Performing hierarchical clustering by combining all the 1937 unique genes that are differentially expressed (Fig 5A) revealed several clusters as depicted in Fig 5B. Focusing on three specific clusters of interest, cluster IV comprised 160 DEGs that were highly up-regulated in Atg3bp1-1 upon Pst hrcC treatment but not in WT (Fig 5C). Enrichment analysis of Gene Ontology categories of cluster IV revealed genes associated with response to stress, biotic stimulus, and defense (Fig 5C). Therefore, Atg3bp1 mutants respond more strongly to microbial challenge than WT. A constitutive defense response in Atg3bp1-1 was observed for cluster VI, with 261 DEGs, which were highly up-regulated already in the absence of Pst hrcC treatment (Fig 5C). Another large set of genes, cluster VII with 597 DEGs, all related to ROS, hydrogen peroxide metabolism, oxidation–reduction process, peroxidase activities, and oxidoreductase activities, was also found to be constitutively up-regulated in untreated Atg3bp1-1 plants (Fig 5C).
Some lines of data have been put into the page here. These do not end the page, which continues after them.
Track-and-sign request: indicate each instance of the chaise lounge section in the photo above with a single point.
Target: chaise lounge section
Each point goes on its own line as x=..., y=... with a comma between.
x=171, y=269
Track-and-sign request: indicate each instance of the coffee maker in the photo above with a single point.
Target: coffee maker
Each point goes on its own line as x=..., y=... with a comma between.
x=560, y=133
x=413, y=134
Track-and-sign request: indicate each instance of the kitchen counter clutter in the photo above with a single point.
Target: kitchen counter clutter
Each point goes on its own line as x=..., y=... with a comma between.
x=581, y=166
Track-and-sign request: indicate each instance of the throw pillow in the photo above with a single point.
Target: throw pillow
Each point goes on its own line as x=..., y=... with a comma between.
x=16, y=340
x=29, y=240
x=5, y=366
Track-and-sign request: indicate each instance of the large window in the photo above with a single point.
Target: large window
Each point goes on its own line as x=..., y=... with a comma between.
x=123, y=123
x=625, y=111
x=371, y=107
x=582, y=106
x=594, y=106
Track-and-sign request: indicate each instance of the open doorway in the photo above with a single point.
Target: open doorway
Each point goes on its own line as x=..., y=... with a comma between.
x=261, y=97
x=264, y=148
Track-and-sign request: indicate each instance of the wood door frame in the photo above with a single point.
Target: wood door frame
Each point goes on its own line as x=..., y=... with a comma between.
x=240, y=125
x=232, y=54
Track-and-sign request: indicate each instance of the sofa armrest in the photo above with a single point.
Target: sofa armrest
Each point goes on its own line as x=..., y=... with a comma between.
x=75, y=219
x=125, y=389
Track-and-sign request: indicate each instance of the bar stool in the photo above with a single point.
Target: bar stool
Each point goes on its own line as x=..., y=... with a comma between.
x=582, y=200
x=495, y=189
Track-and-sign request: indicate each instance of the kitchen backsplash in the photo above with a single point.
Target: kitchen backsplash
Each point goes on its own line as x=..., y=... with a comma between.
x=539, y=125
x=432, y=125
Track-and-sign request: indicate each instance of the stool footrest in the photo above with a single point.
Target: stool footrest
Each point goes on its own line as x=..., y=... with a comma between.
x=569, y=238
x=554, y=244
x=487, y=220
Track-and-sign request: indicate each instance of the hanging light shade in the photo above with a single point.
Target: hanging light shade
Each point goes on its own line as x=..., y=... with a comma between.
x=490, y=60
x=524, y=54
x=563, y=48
The expression of several immunity-related genes in Atg3bp1 mutants, including WAK1 (AT1G21250), WRKY40 (AT1G80840), WRKY8 (AT5G46350), and AZI1 (AT4G12470), and defensin-like protein (AT3G59930) was confirmed by qRT-PCR analysis (Fig S3B). Taken together, the global gene expression data suggest that AtG3BP1 plays a negative role in a large subset of immunity-related genes.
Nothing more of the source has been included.